Covering almost one hundred years of publishing history, this is a rich and nuanced study of the ways in which African literature has been marginalised, stereotyped, consecrated, and globalised. It offers a thought-provoking engagement with sociological theories of literary circulation and cultural capital, drawing on diverse methodologies to deepen our understanding of the World Republic of Letters.
— Kathryn Batchelor, University College London
Meticulously researched, Francophone African Narratives and the Anglo-American Book Market:Ferment on the Fringes proposes an ambitious and inspiring demonstration of the crucial role played by translators, publishers and journalists in the transnational value-making process of African literature. Based on a corpus of translated narratives and archival work, this superb research generated at the crossroads of translation and postcolonial studies, sociology, and literary analysis is also attentive to minor transversal articulations that have shaped the meaning of African literary production in the 20th and 21st century.

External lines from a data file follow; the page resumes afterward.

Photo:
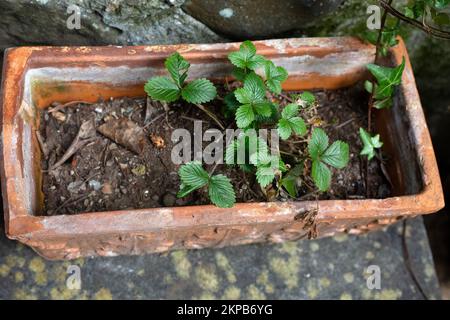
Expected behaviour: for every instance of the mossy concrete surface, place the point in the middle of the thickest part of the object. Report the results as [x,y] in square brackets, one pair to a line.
[332,268]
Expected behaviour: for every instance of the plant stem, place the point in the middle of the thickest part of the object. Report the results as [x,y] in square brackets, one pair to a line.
[211,115]
[377,53]
[421,25]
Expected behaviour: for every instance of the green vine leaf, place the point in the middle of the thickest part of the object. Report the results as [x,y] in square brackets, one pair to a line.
[177,67]
[274,77]
[246,57]
[220,189]
[369,143]
[289,180]
[321,175]
[336,155]
[162,89]
[253,99]
[199,91]
[290,122]
[387,79]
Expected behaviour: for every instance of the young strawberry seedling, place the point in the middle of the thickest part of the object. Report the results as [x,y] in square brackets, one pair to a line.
[254,105]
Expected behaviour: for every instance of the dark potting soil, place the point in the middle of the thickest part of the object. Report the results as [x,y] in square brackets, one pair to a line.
[127,163]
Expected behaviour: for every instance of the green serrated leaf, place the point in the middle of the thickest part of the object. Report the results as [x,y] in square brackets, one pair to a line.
[337,155]
[185,190]
[265,175]
[231,105]
[231,152]
[387,78]
[162,89]
[308,97]
[246,57]
[321,175]
[199,91]
[298,125]
[289,181]
[289,111]
[263,108]
[239,74]
[274,76]
[369,143]
[220,191]
[318,143]
[177,67]
[284,129]
[368,85]
[383,104]
[255,86]
[244,116]
[193,175]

— Claire Ducournau, Université Paul-Valéry
This is the fascinating story of the multiple forces that wrought the contours of sub-Saharan francophone literature as it entered the Anglo-American marketplace. With her freshly-tuned diachronic and transnational approach, Vivan Steemers unravels the amazing interconnections between the act of translation and the socio-political environment in which this occurred. Elegantly navigating between past and present, Steemers shows how the perception of key figures of African literature like René Maran and Mariama Bâ has been shaped by the paratextual frame in which they were introduced to an often non-French speaking readership. Francophone African Narratives and the Anglo-American Book Market will find avid readers among colleagues in search of new postcolonial challenges in comparative literature, world literature, and translation studies.
— Ieme van der Poel, Universiteit van Amsterdam
This is a very insightful materialist analysis of the translation of francophone African fiction into English. It draws on a corpus of 118 translated texts and fresh archival material. Focusing primarily on the circulation of this literature between francophone and anglophone spaces, there are also some fascinating new comparisons via colonial dimensions of the Dutch literary field. Vivan Steemers adds substantial empirical material and theoretical reflections to ongoing debates concerning gender, world literature, and material contexts of translatability.